Dikisahkan dimasa masyarakat Belanda mendekati akhir kekuasaannya, ada
seorang bangsa Belanda gitarnya rusak terjatuh. Lalu dibetulkan oleh
kalangan masyarakat pribumi ahli kayu di desa Kepandean yang merupakan
nenek buyut Pa Sugra, warga Desa Kepandean, yang hingga akhir hayatnya
beberapa tahun lalu (2003) dikukuhkan sebagai penemu Tarling.
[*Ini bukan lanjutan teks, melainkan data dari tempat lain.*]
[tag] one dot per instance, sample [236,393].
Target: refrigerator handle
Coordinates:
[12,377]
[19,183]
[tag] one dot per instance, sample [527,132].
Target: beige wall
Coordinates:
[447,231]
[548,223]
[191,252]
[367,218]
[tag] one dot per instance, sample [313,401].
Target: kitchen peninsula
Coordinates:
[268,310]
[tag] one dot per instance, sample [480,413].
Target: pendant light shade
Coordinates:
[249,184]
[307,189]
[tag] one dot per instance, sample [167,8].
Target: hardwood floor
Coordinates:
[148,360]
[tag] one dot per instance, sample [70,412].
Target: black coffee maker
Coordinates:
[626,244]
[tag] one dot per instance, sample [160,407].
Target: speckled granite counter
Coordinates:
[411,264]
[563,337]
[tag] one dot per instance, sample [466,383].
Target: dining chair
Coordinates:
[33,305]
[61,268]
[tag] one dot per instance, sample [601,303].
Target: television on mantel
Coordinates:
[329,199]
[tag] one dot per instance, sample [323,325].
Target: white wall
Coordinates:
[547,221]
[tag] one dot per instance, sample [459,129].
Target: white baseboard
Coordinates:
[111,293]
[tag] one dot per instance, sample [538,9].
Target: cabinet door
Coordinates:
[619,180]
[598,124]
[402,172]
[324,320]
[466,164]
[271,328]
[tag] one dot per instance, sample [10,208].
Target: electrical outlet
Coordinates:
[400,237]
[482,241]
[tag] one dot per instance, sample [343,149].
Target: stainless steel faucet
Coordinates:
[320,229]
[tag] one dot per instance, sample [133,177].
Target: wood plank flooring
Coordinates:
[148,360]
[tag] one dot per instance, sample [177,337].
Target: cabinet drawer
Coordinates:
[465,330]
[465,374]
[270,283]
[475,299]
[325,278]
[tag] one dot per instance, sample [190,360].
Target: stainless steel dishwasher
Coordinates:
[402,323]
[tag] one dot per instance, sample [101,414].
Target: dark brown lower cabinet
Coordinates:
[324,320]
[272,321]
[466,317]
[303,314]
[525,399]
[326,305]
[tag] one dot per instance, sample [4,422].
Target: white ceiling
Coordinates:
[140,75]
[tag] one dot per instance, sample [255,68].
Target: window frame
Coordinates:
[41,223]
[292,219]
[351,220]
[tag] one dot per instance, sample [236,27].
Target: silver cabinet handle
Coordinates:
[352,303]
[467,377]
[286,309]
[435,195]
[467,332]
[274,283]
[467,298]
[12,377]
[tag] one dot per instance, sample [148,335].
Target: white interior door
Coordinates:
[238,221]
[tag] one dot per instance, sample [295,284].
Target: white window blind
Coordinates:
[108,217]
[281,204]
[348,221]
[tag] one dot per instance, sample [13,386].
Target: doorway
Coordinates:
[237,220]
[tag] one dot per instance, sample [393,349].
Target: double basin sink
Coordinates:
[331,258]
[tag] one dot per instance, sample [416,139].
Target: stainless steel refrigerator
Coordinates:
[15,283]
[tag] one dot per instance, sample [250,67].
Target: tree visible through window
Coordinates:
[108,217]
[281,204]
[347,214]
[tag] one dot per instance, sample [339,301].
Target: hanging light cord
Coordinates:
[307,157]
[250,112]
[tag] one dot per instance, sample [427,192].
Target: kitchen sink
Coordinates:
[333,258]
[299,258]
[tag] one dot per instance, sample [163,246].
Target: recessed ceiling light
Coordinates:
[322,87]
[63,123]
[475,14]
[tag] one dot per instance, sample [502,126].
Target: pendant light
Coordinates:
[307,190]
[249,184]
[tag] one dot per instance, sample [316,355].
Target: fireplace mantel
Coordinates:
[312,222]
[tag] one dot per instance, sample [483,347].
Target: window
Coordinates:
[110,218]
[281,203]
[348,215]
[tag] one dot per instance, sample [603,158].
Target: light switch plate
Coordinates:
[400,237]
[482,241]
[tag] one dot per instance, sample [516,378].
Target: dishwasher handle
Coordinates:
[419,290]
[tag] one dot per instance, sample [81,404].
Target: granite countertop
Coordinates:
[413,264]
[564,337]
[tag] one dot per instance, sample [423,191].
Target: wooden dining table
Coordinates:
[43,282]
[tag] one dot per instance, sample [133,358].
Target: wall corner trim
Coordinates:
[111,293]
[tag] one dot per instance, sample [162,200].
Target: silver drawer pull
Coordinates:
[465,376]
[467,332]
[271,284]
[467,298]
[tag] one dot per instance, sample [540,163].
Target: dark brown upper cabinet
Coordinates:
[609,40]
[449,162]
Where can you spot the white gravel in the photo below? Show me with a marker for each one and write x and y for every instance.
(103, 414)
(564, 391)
Karena ia
adalah keturunan terakhir ahli kayu dan juga pembuat gitar yang meniru gitar
jaman Belanda.
Pada saat kakek buyut Pa Sugra membetulkan gitar yang pecah itu, ia
iseng memetik dawai gitar. Ternyata saat dipetik suaranya ada yang mirip
dengan suara gamelan. Adapun masyarakat pada zaman itu rata-rata faseh
dengan irama gamelan sebagai alat hiburan yang digunakan dalam bermain
musik dengan laras kiser, bendrong, bayeman, kasmaran, macan ucul dll.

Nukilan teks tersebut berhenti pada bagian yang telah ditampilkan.